For the first time, industry talking-point Huawei is going to list to the long line of companies which has Intel Inside. Huawei will use Intel’s latest just-announced Xeon architecture, the E5-2600. There will be 22 servers launching in 2012 with the Intel E5-2600. For now, Huawei launched six servers, with four commercially available already.
Intel’s spokesperson at Huawei’s CeBit press conference revealed that until a couple of weeks ago, Huawei was more like “who-are-they?” – his words. Storage is becoming much smarter because it needs to be, and, of course, that is why Huawei has gone for putting Intel under the bonnet of its new servers.
The move to Intel, according to Johann Strauss, Huawei’s director of IT product lines, is part of the company’s green efficiency and application acceleration. Strauss asked the audience whether it was aware of Huawei’s IT strategy. He was greeted with silence, however, he quickly pointed out that plenty of big players are asking Huawei directly to build them cloud and server products, especially by the major carriers who serve 50 million or so people. Its own internal structure is based on its own products – Huawei runs one of the largest clouds in the world, internally.
“To fuel the cloud you need to be fast,” Strauss said, “it’s not enough to use standard CPUs, we built our own motherboards to build servers.” He said that because Huawei has to build its own compact servers, it has to be greener to get the scale right. When it comes to cloud, power is also important to do, Strauss said. “You need to put a lot of processing power in the smallest space you can find.”
Huawei Enterprise, it transpired, makes everything under the sun.
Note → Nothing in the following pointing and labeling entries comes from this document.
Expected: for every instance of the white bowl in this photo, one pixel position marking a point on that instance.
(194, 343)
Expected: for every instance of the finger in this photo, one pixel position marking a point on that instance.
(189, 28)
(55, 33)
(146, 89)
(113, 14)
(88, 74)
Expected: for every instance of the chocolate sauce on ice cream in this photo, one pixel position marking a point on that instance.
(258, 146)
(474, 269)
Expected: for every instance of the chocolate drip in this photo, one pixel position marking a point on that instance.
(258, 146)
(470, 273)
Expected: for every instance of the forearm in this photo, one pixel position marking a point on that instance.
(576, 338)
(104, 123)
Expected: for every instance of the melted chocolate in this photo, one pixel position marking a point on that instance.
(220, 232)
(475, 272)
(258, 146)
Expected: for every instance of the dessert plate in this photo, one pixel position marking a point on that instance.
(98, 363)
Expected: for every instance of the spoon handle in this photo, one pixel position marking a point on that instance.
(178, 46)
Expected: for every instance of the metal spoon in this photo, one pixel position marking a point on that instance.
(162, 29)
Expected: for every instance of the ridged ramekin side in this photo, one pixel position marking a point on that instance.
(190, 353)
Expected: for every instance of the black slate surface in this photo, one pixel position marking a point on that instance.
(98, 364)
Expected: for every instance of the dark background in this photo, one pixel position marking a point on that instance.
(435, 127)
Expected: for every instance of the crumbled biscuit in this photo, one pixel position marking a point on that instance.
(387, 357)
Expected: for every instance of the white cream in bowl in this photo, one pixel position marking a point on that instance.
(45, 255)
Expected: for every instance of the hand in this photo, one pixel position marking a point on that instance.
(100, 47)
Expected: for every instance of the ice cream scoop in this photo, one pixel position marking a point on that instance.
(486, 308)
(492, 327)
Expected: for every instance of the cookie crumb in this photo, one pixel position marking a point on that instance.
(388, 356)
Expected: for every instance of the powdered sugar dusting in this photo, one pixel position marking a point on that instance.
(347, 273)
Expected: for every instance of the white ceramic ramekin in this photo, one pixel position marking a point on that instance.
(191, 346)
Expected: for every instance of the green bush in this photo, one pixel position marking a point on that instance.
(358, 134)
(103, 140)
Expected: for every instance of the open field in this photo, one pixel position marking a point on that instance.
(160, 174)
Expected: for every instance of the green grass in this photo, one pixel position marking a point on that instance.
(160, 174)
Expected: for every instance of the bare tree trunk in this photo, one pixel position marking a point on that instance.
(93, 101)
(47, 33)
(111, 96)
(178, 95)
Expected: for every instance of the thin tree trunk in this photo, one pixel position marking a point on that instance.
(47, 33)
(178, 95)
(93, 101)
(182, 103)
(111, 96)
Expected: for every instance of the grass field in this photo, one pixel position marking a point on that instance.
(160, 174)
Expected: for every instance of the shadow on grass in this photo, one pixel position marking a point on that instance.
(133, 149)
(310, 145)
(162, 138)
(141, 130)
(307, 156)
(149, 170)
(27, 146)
It also announced a line of also announced
Elsewhere, execs were keen to point out Huawei Enterprise’s success. David Hu, president of marketing at Huawei Enterprise, noted that the group was formally established only roughly one year ago. Despite that, in 2011, it managed to earn $3.8 billion and is now supporting infrastructure across a wide range of market segments, including, government, public sector, transportation, and commercial business enterprise IT. And its ambitions are lofty. Huawei Enterprise expects to be earning $15 billion by 2015.
Meanwhile, Geoff Johnson, research vice president at Gartner, said that Huawei is especially well placed to be a top player. Its work in telepresence will propel it “straight to the boardroom”, where execs who otherwise might not be fussed about core technology will be impressed at its efforts.
“If I was to say how we should think about Huawei, particularly enterprise, it can provide products that let you build your own networks,” Johnson said. “DIY.”
Gartner doesn’t think the unified communications industry will be populated by a single vendor – it’s going to be a multi vendor environment – and Huawei is well positioned to be one of them.
A spokesperson said that he and Huawei understood why the USA would worry about it as a company, because it is a natural talking point in the industry. He assured TechEye that the company is more transparent than ever and is having frequent conversations with the US authorities.